Cost may be the ultimate barrier to the adoption of assistive robots. Currently, robots are still highly specialised equipment and their cost reflects this. PARO is marketed at £6,000, for example. While some specific-purpose robots exist for some tasks (such as assisted eating, or vacuuming), their cost is still high and a person might need different devices to assist them with different tasks, while a general-purpose assistive robot might be able to help them with different tasks.

Importantly, assistive robots should only form a small part of the care environment, as human interaction in care settings is vital to people’s emotional wellbeing. Co-creation and co-design should consider feedback from older people, the potential future recipients of assistance from robots, as well as carers, who will be working alongside them.

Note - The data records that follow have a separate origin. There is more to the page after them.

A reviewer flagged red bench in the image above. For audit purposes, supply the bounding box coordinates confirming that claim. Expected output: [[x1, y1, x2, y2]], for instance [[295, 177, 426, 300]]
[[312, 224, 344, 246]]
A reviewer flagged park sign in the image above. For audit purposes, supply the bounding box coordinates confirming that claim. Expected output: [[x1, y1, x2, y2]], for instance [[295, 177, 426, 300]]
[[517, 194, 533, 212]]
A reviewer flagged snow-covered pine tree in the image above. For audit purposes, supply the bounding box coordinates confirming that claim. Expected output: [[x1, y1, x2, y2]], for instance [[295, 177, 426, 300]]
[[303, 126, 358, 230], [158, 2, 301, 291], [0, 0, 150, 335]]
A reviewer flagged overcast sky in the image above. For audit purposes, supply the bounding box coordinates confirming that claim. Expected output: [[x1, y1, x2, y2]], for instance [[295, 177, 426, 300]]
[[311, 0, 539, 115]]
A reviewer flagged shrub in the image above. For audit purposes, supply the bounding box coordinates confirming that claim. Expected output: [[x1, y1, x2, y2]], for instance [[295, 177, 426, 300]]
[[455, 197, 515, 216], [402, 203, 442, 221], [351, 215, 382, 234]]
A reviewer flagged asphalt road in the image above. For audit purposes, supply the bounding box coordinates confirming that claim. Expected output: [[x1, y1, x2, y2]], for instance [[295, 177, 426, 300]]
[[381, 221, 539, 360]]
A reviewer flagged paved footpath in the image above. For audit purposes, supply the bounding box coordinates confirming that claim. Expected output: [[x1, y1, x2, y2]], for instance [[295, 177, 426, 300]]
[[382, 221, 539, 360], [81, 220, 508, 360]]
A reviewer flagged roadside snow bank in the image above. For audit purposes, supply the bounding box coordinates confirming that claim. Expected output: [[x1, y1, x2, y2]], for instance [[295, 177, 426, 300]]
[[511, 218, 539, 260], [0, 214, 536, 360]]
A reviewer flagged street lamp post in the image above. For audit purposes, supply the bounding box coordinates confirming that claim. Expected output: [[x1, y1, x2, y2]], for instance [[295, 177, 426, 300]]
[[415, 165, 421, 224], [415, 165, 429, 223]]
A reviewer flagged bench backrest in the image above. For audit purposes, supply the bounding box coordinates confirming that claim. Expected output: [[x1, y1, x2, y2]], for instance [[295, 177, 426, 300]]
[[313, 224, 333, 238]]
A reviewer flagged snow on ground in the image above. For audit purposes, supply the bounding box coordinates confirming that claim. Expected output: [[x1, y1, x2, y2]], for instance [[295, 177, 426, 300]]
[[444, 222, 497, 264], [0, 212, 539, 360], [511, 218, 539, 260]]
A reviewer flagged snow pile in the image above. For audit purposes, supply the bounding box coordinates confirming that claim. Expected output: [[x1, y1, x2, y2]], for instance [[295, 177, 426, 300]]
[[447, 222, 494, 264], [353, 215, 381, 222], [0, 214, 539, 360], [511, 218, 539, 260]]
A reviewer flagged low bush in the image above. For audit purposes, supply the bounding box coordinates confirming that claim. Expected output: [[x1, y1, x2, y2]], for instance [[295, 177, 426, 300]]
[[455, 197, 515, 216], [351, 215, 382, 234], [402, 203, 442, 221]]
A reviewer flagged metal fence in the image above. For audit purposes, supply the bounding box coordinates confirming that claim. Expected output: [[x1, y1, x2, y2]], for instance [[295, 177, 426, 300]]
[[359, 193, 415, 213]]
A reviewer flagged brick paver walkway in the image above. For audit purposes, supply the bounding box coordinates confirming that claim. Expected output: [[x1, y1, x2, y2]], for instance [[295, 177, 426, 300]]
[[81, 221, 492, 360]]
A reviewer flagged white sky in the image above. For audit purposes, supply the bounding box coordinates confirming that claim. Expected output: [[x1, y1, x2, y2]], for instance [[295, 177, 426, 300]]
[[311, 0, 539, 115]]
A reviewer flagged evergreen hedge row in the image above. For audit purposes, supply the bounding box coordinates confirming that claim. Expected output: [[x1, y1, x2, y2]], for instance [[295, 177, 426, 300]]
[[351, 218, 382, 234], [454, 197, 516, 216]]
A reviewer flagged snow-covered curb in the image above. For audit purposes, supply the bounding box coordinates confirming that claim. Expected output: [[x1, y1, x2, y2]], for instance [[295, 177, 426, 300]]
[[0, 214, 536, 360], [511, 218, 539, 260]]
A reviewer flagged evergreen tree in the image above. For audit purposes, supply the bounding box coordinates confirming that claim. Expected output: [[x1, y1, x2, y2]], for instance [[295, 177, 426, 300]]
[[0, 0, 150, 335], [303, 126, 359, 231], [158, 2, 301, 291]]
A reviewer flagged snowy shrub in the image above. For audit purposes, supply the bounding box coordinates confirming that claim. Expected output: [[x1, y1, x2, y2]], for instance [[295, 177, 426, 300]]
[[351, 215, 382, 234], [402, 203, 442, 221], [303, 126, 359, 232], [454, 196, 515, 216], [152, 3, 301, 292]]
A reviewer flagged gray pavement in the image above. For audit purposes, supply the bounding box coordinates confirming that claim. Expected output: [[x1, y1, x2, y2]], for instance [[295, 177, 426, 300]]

Maybe, for example, people don’t mind a robot dispensing medication, but prefer a human carer to help them eat. And perhaps carers would welcome manual support from robotic equipment designed to lift and transfer people – if they are reassured that it is safe for people in care.
Assistive robots therefore have a huge potential to change and improve the lives of many people, but lots of work and research in engineering are still needed to make them a realistic option to support people in the future.